Cast in Silence is the last Elantra book I have in mass market paperback. The rest are oversized. Not massively so, but still annoying when I’m sorting books by how they fit best on shelves. On the other hand, at least they show no signs of switching back, which means I shouldn’t have any trouble figuring out what order to read them in. I have mentioned that the books flow so smoothly that I have trouble remembering which is which when I’m reflecting on the series. I can tell you every major event that happens, but sorting out which title goes with which event is…not especially easy in most cases.
This particular book doesn’t focus on a species like the previous three. Instead, we look at geography. The fiefs in particular. Imagine that the city of Elantra is circular, with part of that circle being the seashore. There’s a river, the Ablayne, which makes an arc around part of the center. On the inner shore of the river are the fiefs. They form a semicircular shape around a center…and no one really knows what’s in that center. At point point it was known as Ravellon and it was thought to contain a library that was filled with all knowledge and existed in multiple worlds. All we know for certain now is that there is shadow in the heart of the fiefs.
The six fiefs hold the line against the heart, what is generally counted as a seventh fief. Again, no one really knows what’s there. But if one of the fiefs falls, the rest and the city will almost certainly follow.
Back in “Cast in Moonlight” we saw the origin of Kaylin’s involvement with the Imperial Hawks.

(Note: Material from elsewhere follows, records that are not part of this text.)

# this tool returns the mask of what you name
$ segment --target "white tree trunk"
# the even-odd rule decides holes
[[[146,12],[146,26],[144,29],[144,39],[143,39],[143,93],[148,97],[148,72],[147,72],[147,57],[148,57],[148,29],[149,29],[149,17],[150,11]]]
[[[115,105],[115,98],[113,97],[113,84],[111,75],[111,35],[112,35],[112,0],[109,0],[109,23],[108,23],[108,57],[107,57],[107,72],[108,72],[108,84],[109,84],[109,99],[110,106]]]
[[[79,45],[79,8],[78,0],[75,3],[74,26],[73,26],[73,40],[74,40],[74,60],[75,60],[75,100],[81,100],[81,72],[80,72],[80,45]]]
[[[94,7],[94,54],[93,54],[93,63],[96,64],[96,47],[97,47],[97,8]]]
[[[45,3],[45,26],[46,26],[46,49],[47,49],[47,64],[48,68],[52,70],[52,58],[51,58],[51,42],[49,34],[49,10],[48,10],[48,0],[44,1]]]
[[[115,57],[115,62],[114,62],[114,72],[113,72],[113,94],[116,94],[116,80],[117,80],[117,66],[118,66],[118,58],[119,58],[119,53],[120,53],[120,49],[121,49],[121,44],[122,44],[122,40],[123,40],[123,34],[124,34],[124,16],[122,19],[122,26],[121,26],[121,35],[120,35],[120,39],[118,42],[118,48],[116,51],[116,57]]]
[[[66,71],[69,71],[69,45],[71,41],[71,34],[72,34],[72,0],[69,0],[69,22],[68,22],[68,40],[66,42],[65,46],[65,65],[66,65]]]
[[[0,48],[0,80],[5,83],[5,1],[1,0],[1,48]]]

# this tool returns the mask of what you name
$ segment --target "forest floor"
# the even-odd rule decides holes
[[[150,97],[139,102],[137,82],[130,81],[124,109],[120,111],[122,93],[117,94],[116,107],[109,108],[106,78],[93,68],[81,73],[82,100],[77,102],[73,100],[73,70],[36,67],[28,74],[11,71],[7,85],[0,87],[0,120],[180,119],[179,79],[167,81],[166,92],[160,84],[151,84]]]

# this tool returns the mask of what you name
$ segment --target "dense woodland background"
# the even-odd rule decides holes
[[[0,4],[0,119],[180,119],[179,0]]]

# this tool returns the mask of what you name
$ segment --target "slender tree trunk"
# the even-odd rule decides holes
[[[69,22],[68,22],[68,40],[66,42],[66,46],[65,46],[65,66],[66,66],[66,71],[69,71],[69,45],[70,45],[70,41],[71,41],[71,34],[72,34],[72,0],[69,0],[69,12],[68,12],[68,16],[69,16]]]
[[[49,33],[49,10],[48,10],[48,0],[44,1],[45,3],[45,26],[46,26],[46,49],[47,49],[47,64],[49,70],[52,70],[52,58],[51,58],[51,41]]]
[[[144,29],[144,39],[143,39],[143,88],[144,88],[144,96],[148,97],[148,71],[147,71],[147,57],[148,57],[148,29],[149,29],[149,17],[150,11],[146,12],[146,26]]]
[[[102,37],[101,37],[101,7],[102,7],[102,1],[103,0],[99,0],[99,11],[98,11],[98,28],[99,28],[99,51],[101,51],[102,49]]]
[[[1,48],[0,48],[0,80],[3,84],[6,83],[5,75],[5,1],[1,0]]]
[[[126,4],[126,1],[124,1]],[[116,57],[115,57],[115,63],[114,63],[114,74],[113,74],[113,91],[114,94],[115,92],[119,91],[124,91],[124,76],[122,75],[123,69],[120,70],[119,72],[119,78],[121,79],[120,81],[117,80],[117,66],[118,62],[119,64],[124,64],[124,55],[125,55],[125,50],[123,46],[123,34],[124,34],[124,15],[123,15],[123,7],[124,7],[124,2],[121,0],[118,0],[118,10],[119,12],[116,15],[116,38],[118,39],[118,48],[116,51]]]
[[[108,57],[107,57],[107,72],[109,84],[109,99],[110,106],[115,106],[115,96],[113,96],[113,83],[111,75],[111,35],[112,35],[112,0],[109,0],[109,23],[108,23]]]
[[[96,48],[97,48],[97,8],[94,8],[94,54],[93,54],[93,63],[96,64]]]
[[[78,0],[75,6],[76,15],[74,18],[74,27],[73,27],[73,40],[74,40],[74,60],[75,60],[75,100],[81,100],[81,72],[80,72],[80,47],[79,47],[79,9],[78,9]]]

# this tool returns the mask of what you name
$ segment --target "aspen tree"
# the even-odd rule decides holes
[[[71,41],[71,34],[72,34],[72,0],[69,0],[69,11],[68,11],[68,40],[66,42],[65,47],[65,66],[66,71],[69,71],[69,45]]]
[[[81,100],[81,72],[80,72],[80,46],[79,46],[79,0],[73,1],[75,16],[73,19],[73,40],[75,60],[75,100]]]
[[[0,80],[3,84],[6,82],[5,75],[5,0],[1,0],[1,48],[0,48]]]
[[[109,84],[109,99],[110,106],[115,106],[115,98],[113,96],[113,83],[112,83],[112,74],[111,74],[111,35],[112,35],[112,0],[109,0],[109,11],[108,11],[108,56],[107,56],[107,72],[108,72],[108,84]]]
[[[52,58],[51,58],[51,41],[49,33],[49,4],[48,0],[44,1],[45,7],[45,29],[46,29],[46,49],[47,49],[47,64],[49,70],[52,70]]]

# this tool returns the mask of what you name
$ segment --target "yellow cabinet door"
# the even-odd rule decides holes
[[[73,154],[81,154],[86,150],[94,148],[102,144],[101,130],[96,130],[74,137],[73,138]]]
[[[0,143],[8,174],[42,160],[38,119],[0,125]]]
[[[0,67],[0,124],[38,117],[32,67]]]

And in Cast in Shadow we revisited the past that drove her to that involvement. But it was noted that a six month gap existed between when she and Severn separated and when she turned up in the Hawklord’s tower. Cast in Silence addresses this oversight and fills in the gap.

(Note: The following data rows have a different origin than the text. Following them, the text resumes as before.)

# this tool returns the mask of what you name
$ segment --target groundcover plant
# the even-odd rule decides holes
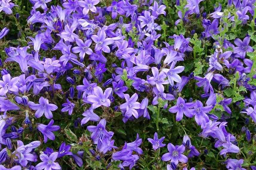
[[[255,6],[1,0],[0,170],[255,170]]]

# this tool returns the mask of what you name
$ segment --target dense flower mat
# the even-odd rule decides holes
[[[256,169],[255,5],[1,0],[0,170]]]

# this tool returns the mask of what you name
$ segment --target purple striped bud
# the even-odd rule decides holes
[[[17,128],[14,126],[12,126],[11,130],[12,130],[13,132],[18,132]]]
[[[22,103],[25,106],[28,106],[28,99],[26,96],[24,96],[22,98]]]
[[[103,87],[106,87],[109,84],[111,83],[113,81],[113,79],[110,78],[106,81],[105,83],[103,84]]]
[[[82,91],[81,90],[79,90],[77,92],[77,98],[80,99],[81,98],[82,98]]]
[[[11,141],[11,140],[9,137],[6,138],[6,145],[7,146],[7,148],[9,149],[11,149],[13,147],[12,146],[12,141]]]
[[[23,132],[23,131],[24,130],[24,129],[23,129],[23,128],[22,127],[20,127],[19,129],[18,129],[18,133],[19,134],[21,134]]]
[[[66,80],[67,80],[67,81],[71,84],[75,84],[74,80],[70,77],[67,77],[67,78],[66,78]]]
[[[74,98],[75,95],[75,89],[73,86],[69,88],[69,96],[71,99]]]
[[[81,71],[77,69],[75,69],[73,71],[73,73],[75,74],[81,74]]]
[[[251,140],[251,132],[249,129],[246,130],[245,131],[245,134],[246,135],[246,139],[248,142]]]
[[[42,83],[45,81],[45,80],[42,78],[35,78],[33,81],[33,82],[35,83]]]

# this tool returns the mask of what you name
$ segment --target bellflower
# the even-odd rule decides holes
[[[164,143],[162,143],[165,137],[164,136],[159,139],[157,133],[156,132],[154,135],[154,139],[148,138],[147,140],[152,144],[154,150],[156,150],[158,148],[164,147],[166,145]]]
[[[151,70],[153,77],[148,78],[147,81],[150,84],[156,85],[159,91],[163,92],[164,90],[164,88],[163,84],[168,84],[168,81],[164,80],[164,78],[166,77],[166,75],[163,71],[161,71],[159,73],[158,69],[155,67],[152,67]]]
[[[11,78],[9,74],[2,77],[3,80],[0,80],[0,96],[3,96],[9,92],[17,92],[19,89],[16,84],[19,81],[19,77]]]
[[[51,170],[52,169],[60,169],[61,168],[58,163],[54,162],[58,157],[58,152],[53,152],[49,157],[47,155],[42,154],[40,155],[40,159],[42,162],[36,165],[36,169],[41,170]]]
[[[97,4],[100,2],[100,0],[85,0],[79,1],[78,4],[83,8],[83,13],[84,15],[87,15],[90,10],[92,12],[96,13],[97,10],[94,5]]]
[[[164,154],[161,159],[164,161],[171,161],[177,165],[179,161],[183,163],[188,162],[188,157],[182,154],[185,151],[185,146],[183,145],[180,146],[174,146],[172,143],[169,143],[167,145],[167,149],[169,152]]]
[[[92,44],[92,42],[91,40],[87,40],[84,43],[81,39],[77,38],[76,42],[78,46],[73,47],[72,48],[72,52],[74,53],[79,53],[80,58],[83,58],[86,54],[91,55],[93,52],[92,49],[89,48]]]
[[[103,93],[102,89],[100,87],[97,86],[93,88],[92,94],[87,97],[86,101],[91,104],[92,107],[94,109],[102,105],[109,107],[110,106],[110,101],[108,98],[112,90],[112,88],[109,87],[105,90]]]
[[[39,99],[39,104],[34,104],[30,106],[33,110],[36,110],[35,116],[37,118],[41,117],[44,114],[47,119],[50,119],[53,118],[51,111],[54,111],[58,109],[58,106],[54,104],[49,103],[47,99],[41,97]]]
[[[126,102],[120,105],[120,108],[123,110],[126,110],[125,117],[129,118],[133,115],[135,118],[138,119],[138,114],[135,109],[138,109],[140,108],[140,103],[136,101],[138,99],[138,95],[137,93],[134,93],[131,98],[128,94],[124,94],[124,96]]]
[[[68,99],[67,99],[67,103],[62,104],[62,106],[64,107],[61,109],[61,112],[65,112],[68,111],[68,115],[71,115],[73,112],[73,109],[75,107],[75,105],[71,103]]]
[[[110,48],[107,45],[112,44],[114,41],[111,38],[106,38],[106,33],[103,29],[98,31],[97,35],[92,35],[92,39],[96,43],[95,49],[95,51],[101,50],[105,52],[110,52]]]
[[[189,108],[193,108],[194,106],[193,103],[185,103],[185,101],[182,98],[179,97],[177,100],[176,106],[173,106],[169,109],[169,112],[173,113],[177,113],[176,120],[179,121],[183,117],[183,114],[189,118],[192,118],[193,114]]]
[[[52,132],[58,130],[60,127],[57,125],[53,125],[54,123],[54,121],[51,119],[48,125],[40,124],[37,126],[37,129],[44,135],[45,143],[47,142],[48,138],[53,140],[55,139],[55,136]]]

There’s also some interesting revelations and while you can say that most series start getting strange around the third or fourth book, let’s just say that while one of the twists here raised my eyebrows, this is rather tame for what we’ll get later in a similar vein. Some days you read a book and get a story. Other days your brain gets sore from attempting to figure out how things actually work.

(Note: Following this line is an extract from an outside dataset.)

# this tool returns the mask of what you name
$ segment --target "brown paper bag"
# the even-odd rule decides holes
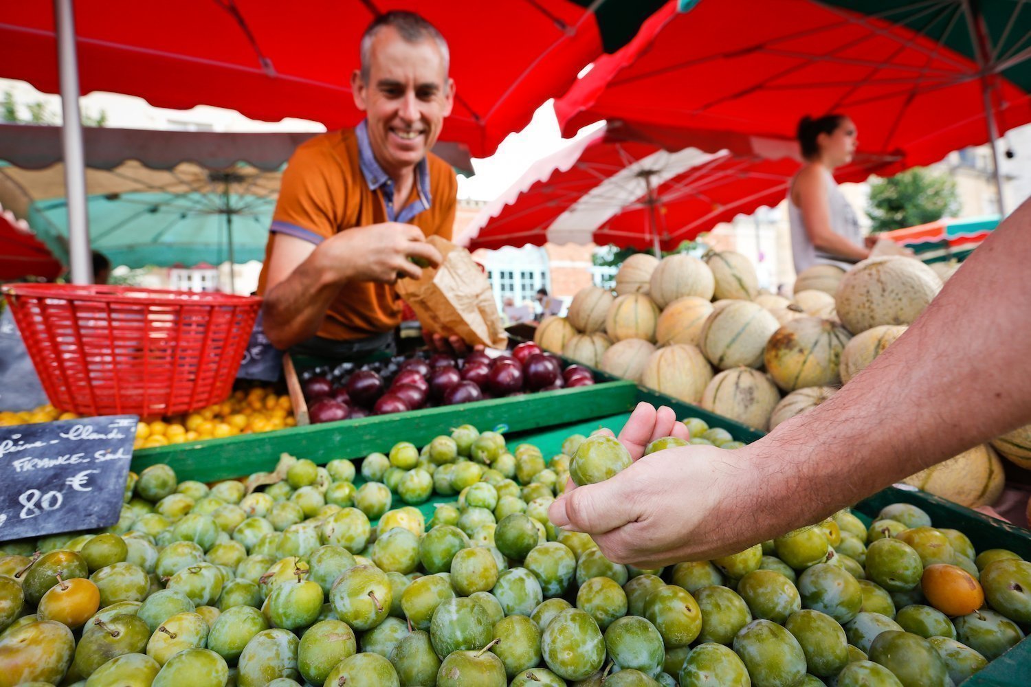
[[[487,275],[472,255],[451,241],[427,239],[443,256],[437,269],[423,268],[419,279],[399,279],[397,293],[427,330],[441,336],[458,336],[470,345],[505,348],[505,334]]]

In the Dragonlance: Annotated Chronicles Margaret Weis tells how Tracky Hickman made some extensive charts detailing the phases of the three different moons and how they did or didn’t overlap. She, on the other hand, decided that as the author, she could assume that they would suit her when she needed them. If she needed a full moon, well then, the moon would be full! Or whichever moon she needed to be full. Same difference. It’s something you can get away with as long as the detail in question is not very big or important. If, however, you were writing a diary on a day-to-day basis, the moon will obviously not be full more than three days out of twenty-eight.
I think I’ve gotten suffiently off-topic that I should bring this post to a close and get started on book six. See you tomorrow – given the amount of snow expected, I do not plan to leave the house. Which means plenty of time for reading!